Veille réglementaire
64 propositions pour encadrer l'éthique des systèmes d'IA : synthèse des Assises nationales du numérique
Observatoire ethique publique
Les débats sur l’intelligence artificielle, souvent réduits à des discours politiques ou médiatiques, peinent à dépasser le stade des principes génériques. Pourtant, la nécessité d’une éthique concrète et applicable s’impose face aux enjeux sociétaux, économiques et environnementaux soulevés par ces technologies. C’est dans ce contexte qu’un livre blanc, fruit des premières Assises nationales de l’éthique du numérique tenues à Nevers, formule 64 propositions structurées pour encadrer le développement des systèmes d’IA.
Un cadre éthique simplifié : intégrité, dignité et durabilité
Plutôt que de multiplier les principes éthiques, parfois peu opérationnels, les auteurs du document proposent un modèle réduit à trois piliers : l’intégrité, la dignité et la durabilité. Ce cadre vise à rendre l’éthique de l’IA plus accessible et mobilisable par les acteurs du secteur.
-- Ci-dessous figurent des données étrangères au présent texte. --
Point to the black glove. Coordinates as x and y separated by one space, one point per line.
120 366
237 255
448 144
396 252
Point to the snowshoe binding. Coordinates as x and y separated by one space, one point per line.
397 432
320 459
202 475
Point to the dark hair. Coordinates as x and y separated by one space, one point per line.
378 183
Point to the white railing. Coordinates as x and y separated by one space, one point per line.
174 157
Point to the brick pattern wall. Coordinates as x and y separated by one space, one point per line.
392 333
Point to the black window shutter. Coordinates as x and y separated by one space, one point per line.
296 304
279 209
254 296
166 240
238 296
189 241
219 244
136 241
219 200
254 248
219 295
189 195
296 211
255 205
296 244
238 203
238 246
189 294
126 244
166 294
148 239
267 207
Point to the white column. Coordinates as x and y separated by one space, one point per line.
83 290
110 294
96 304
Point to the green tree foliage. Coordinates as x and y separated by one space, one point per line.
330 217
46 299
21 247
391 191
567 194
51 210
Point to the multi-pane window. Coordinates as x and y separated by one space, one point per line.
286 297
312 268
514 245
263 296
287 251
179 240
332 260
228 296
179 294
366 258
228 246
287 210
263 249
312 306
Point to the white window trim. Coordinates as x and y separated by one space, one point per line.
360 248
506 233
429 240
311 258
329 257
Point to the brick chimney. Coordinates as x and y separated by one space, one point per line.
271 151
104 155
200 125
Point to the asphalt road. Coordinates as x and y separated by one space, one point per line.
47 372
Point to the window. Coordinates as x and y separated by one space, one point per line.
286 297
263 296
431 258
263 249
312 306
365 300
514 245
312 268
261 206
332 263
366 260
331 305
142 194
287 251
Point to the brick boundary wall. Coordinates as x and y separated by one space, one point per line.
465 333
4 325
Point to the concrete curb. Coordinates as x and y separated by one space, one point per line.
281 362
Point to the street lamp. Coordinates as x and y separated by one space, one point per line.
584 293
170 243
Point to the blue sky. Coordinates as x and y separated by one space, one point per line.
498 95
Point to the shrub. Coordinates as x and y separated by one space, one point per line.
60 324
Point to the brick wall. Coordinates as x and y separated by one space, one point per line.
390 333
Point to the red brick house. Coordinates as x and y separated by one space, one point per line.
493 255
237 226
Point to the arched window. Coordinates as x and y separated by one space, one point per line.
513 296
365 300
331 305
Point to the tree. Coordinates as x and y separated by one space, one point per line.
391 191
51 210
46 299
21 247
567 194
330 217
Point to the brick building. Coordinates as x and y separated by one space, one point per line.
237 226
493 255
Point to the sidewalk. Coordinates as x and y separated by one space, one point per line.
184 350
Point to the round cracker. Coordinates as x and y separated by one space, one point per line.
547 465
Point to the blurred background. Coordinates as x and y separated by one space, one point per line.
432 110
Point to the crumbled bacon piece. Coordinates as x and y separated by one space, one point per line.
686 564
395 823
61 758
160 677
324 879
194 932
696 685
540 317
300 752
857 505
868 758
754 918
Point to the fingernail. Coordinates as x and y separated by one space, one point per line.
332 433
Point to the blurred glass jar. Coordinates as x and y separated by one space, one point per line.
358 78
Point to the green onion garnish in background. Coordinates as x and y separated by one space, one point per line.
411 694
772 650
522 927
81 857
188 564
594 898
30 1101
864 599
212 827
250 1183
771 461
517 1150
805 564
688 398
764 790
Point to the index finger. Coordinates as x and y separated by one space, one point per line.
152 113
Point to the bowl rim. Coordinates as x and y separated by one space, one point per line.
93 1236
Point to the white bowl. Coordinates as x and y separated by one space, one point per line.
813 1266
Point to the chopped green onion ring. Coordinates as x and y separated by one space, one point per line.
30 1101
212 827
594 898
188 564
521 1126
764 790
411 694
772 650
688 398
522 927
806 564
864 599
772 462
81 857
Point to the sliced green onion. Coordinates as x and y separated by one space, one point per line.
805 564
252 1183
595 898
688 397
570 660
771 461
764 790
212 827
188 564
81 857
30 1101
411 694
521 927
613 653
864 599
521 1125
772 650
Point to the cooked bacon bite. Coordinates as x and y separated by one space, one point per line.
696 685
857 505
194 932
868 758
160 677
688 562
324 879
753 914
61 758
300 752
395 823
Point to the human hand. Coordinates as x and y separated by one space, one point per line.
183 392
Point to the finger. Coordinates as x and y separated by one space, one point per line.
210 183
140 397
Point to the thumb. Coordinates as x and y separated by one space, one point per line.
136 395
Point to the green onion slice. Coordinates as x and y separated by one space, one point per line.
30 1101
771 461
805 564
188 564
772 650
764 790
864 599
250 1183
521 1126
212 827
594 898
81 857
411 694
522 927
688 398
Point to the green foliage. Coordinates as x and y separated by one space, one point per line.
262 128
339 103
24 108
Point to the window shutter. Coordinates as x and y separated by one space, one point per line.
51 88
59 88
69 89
L’intégrité d’un système d’IA repose sur sa transparence et la communication publique de ses avantages comme de ses biais, assortie de mécanismes de correction. Elle implique également le respect strict du cadre juridique en vigueur et une réflexion proactive sur les risques de mésusage par les concepteurs.
La dignité, quant à elle, exige que le développement et l’usage de l’IA contribuent au progrès humain, tout en limitant les coûts sociaux inacceptables. Cette approche intègre une analyse globale de la chaîne de valeur, incluant les conditions d’extraction des ressources nécessaires à la construction des infrastructures technologiques.
Enfin, la durabilité impose que les systèmes d’IA ne compromettent pas la capacité des générations futures à exploiter les ressources naturelles ou à faire leurs propres choix de développement. Cette dimension intègre une dimension écologique et intergénérationnelle dans l’évaluation des projets.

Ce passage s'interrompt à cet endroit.